Eridanus is a long narrow constellation winding like a river from Orion’s kneecap to points farther south. It is probably named after Eridu, an ancient city in old Babylonia. Over the ages various cultures have given it various names and backstories, almost all of them river-ish.

At the southern end of Eridanus the bright blue star Achernar marks the end of the river. The name means “End of the River.” It’s one of the brightest stars in the whole sky and it’s also one of the hottest.


The Eridanus Supervoid is a large desolate area without much in the way of galaxies or any other points of interest. If you are crossing that area, take plenty of water, a sweater, and use the restroom before you leave. It’s about a billion light years across, making it the second biggest known void in the observable universe. It is also the region where a “cold spot” in the cosmic microwave background has led some bold and possibly insane cosmologists to suggest it could be the site of a quantum entanglement between our universe and another universe.
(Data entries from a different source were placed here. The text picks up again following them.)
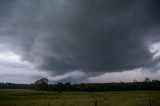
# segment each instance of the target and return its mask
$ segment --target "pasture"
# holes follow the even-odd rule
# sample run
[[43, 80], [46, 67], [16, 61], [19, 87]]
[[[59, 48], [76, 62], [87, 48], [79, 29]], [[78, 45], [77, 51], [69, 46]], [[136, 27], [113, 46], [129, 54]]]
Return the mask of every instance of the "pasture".
[[34, 90], [1, 89], [0, 106], [160, 106], [160, 92], [45, 92], [41, 94]]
Tempering this claim is the fact that some astronomers will say anything to make an impression on the first date.

The star Epsilon Eridani has a planet with a real name. In 2015 the International Astronomy Union, the same mischievous amalgam of malcontents that devalued properties on Pluto, officially chose the name Ægir, which had been proposed by a class of 8th graders at Mountainside Middle School in Colbert, Washington. The kids also supplied an improved name for the star, Rán. The names refer to a husband and wife team in Norse mythology. Rán is the goddess of the sea and Ægir is the god of the ocean. Hmmm… sea, ocean, I thought those were two names for the same thing, like car and automobile. But then what do I know, I drive a Fjord.

IC 2118 in Eridanus is called the Witch Head Nebula. It’s a worthy name. What we are seeing here is a supernova remnant, which is to say, star-kaboom leftovers. She has a lot of matted stardust in her hair, and freshly born t-tauri stars extruding from her nose. Her breath emits dangerous concentrations of carbon monoxide. She appears to be staring longingly at the Orion Nebula. Nothin’ says lovin’ like somethin’ from the coven.

Spock’s home planet Vulcan is reportedly orbiting the star 40 Eridani A, or it will be at least until some point in the future when it gets destroyed thanks to some renegade Romulans. Cataclysmic events in your own time-line may vary. Vulcans periodically return home to mate, a ritual known as “Pon Farr” which it turns out is not as enjoyable as it sounds. Spock has to hook up with his childhood paramour or he will experience severe side-effects. Certain Vulcan organs will turn blue and I guess it’s quite painful.

Carpe Noctem. Oh, and um, Love Long and Perspire.